Deductions & credits

we don't know the terms of the lease. 

 

this is from an IRS website

Question
If you lease-purchase a piece of equipment for use in a trade or business, like a forklift or truck, do you deduct the lease payments or do you depreciate the cost of the equipment?
Answer
You must first determine whether your agreement is a lease or a conditional sales contract. If the agreement is a lease, you may deduct the payments as rent. If the agreement is a conditional sales contract, you consider yourself as the outright purchaser of the equipment. You may generally recover the cost of such property used in a trade or business through depreciation deductions.

Whether the agreement is a lease or a conditional sales contract depends on the intent of the parties as evidenced by their agreement, which is read in light of the facts and circumstances when it was entered into. Determine the parties' intent based on the facts and circumstances that exist when you enter into the agreement. No single test, or special combination of tests, always applies.

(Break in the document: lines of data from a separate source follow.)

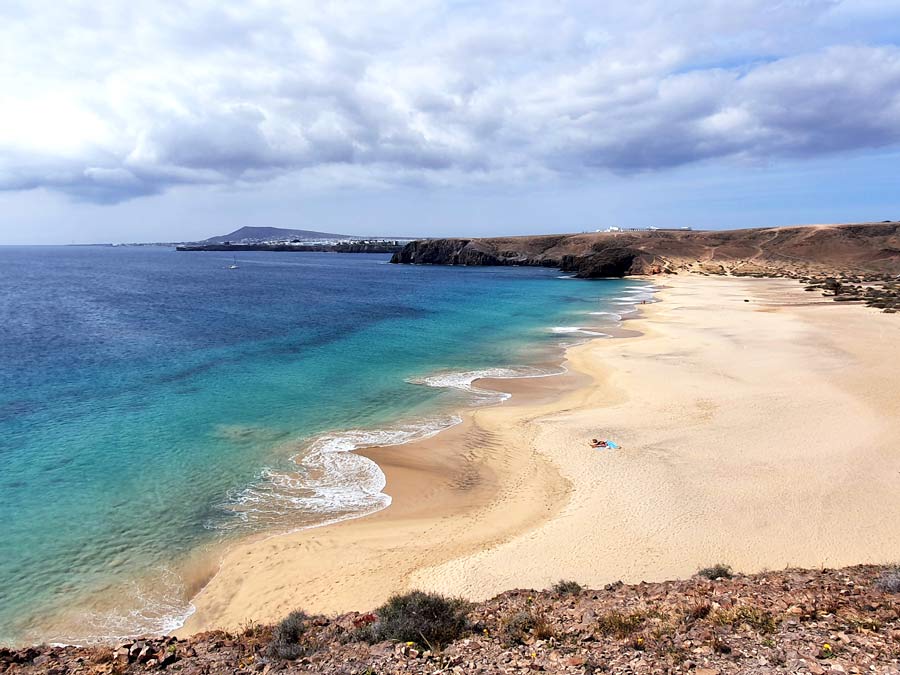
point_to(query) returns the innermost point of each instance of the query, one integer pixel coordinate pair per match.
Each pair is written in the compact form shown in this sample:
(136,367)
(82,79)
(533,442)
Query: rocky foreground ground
(792,621)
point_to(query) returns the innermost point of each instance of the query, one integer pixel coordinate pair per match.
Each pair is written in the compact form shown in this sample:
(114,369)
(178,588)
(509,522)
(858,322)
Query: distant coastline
(343,247)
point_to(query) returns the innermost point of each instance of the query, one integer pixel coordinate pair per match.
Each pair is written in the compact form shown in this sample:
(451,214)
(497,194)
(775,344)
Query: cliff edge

However, in general, you may consider an agreement as a conditional sales contract rather than a lease if one or more of the following conditions apply:

The agreement designates part of each payment towards an equity interest that you'll receive in the property.
You get title to the property upon the payment of a stated amount of "rental" payments required under the agreement.
The amount you must pay to use the property for a short time is an inordinately large part of the amount you would pay to get title to the property.
You pay much more than the current fair rental value for the property.
You have an option to buy the property at a nominal price compared to the value of the property when you may exercise the option. Determine this value when you enter into the agreement.
You have an option to buy the property for a small amount compared to the total amount you have to pay under the agreement.
The agreement designates some part of the payments as interest, or parts of the payments are easy to recognize as interest.

 

 

if you had a lease none of the payments add to your tax basis. your tax basis would be what you bought the vehicle for at the end. if it was a conditional sales contract only the principal portion of the payments would be part of your tax basis also include any cap cost reduction you paid at the start and the buyout amount. the total would be reduced by any depreciation taken for business purposes to arrive at your tax basis. selling at a gain you would first need to recapture the depreciation as ordinary income and excess gain would be capital gain.